Date: Tue, 04 Nov 1997 15:26:13 +0000
From: Joseph Milne <alfar-AT-globalnet.co.uk>
Subject: Re: Technik


At 02:45 02/11/97 +0200, you wrote:
>Dear Joseph,
>
>Thanks for your message. A short comment because work demands my
>concentration.
>
>On Sat, 1 Nov 1997, Joseph Milne wrote:
>
>> Yet I wonder if the real reason that we find
>> Heidegger so persuasive on technology lies on the political level. Certainly
>> it has very clear political implications, but is that the *root* as it were
>> of our horror at the prospect of what technology may lead to?
>
>You are right: the "political" issue is not the foundation of Heidegger's
>question concerning technology. But it is also possible to look at the
>matter from the opposite perspective: a philosopher whose thinking has
>often been condemned as non-ethical and non-political, but here is a theme
>that could well be evidence of, at least, a political undertow.
>
>As to the "root" -- and here I may well be repeating myself --, if there
>is a genuine sense of horror, it must result from an awareness that our
>belief in our own "technological" omnipotence (that the world is in our
>"hands") has always been unfounded.

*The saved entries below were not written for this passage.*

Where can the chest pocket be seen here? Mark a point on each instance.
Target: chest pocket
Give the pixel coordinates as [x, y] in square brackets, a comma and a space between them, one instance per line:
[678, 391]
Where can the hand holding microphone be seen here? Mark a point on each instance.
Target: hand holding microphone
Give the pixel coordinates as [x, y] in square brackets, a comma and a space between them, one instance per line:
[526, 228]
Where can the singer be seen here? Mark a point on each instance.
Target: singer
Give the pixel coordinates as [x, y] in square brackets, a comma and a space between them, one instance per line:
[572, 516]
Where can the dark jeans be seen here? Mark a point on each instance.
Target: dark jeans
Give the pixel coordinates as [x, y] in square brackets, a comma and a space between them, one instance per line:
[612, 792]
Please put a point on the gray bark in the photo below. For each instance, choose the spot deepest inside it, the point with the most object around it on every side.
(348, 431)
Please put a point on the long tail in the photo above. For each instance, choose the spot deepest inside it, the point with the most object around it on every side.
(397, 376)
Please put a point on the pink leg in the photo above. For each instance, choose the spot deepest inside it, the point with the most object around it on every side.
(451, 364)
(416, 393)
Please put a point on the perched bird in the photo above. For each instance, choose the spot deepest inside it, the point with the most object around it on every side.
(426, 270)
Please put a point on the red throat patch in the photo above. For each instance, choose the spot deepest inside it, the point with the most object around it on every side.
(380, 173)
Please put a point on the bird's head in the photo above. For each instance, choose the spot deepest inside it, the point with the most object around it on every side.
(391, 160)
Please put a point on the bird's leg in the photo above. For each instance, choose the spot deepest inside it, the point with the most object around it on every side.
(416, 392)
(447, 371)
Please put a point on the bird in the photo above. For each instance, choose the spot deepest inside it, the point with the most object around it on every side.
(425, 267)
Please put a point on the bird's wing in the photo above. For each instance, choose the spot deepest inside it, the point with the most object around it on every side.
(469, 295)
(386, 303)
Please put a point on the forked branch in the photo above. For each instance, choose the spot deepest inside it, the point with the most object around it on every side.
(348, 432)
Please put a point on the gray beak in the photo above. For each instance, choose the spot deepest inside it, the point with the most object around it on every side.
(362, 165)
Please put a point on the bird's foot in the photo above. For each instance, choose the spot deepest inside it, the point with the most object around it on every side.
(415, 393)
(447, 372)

The "horrific prospect" of technology
>is that we continue believing so.
>
>Cheers,
>
>Panu
>

Dear Panu,

We could attribute technology to hubris.  But equally we could attribute it
to man's fear and sense of powerlessness and an offort to overcome this.
Thus so many ordinary people put their hopes in technology and science in
the hope that all suffering may one day be overcome.  It is always worth
looking to see what is being evaded in any ideology or hope.  On the other
hand, fear and hubris may be two sides of one essential deeper thing.